For pundits like me who have been expecting faster wage growth in response to a tight labor market for a while, just about all the data has supported our position. Generational lows in the unemployment rate and levels of initial jobless claims. Job opening rates at record highs. Consumer confidence at a 17-year high. Record highs in labor market momentum. Record lows in people mentioning economic issues as a top concern. Employers complaining about labor shortages. Stock prices and corporate earnings at record highs. So what gives?

One dynamic that makes the labor market special is it involves a human dynamic that, say, the energy market doesn't have. If the price of oil is $50, then anyone who wants oil has to pay $50, whether they're the CEO of a Fortune 500 company or a minimum-wage worker filling up the gas tank. Labor isn't like that.

Even though the labor market, like any other market, is subject to price changes based on supply and demand, there's also the reality that the people hiring workers and paying them are usually their superiors in a corporate hierarchy. "You work for me, and you should be grateful for the opportunity" can be a powerful psychological factor in wage negotiations, especially after a prolonged environment where workers have had little bargaining power. Even in a tight labor market, an employer might decide, "We're only going to offer wages at a certain level, and if people aren't willing to work for that wage, so be it."

Staffing firm Robert Half International talked about this in its third-quarter earnings conference call. On Oct. 24, the firm’s president said, "There seems to be a bit of a disconnect between what clients are willing to pay and the state of the candidate supply-demand market." Sometimes, it takes time for psychology to catch up to changing market conditions.

We saw this immediately following the presidential election last November. Mere days after the election, economic confidence among self-identified Republicans surged. Whether or not the economic environment had changed was debatable, but there was no arguing that psychology among partisan market participants had.

So one can't help but be cynical when a list of large companies, in the wake of tax reform passing Congress, announced a combination of pay raises and one-time bonuses for workers on Wednesday. Republicans and supporters of the tax bill will point to the announcements as showing that this particular bill will in fact lead to more job creation and higher pay for workers. Skeptics like myself will point to the preponderance of data suggesting that pay raises were coming anyway, and find it more than convenient that employers would point to a specific tax bill as the reason for higher pay -- rather than announcing what they were going to have to do anyway in response to the labor market.

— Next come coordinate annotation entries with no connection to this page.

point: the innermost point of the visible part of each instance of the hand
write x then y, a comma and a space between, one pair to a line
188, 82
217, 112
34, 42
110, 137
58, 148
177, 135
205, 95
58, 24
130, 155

But that cynicism has a limit. We've seen in 2017 a continued strong environment for global growth, corporate earnings, equity market performance, job creation and consumer confidence. We know that domestically, the surge in economic confidence among Republicans occurred because of the presidential election. Did Trump's election "cause" any of that, or did Republicans finally wake up after Election Day to the reality that any neutral observer would have seen if they were tracking the economy with their partisan glasses off? In the same way, perhaps it took the passage of tax reform to finally get employers to accept the labor market environment for what it is today, and not what it was in 2010.

This column does not necessarily reflect the opinion of the editorial board or Bloomberg LP and its owners.

Conor Sen is a Bloomberg View columnist. He is a portfolio manager for New River Investments in Atlanta and has been a contributor to the Atlantic and Business Insider.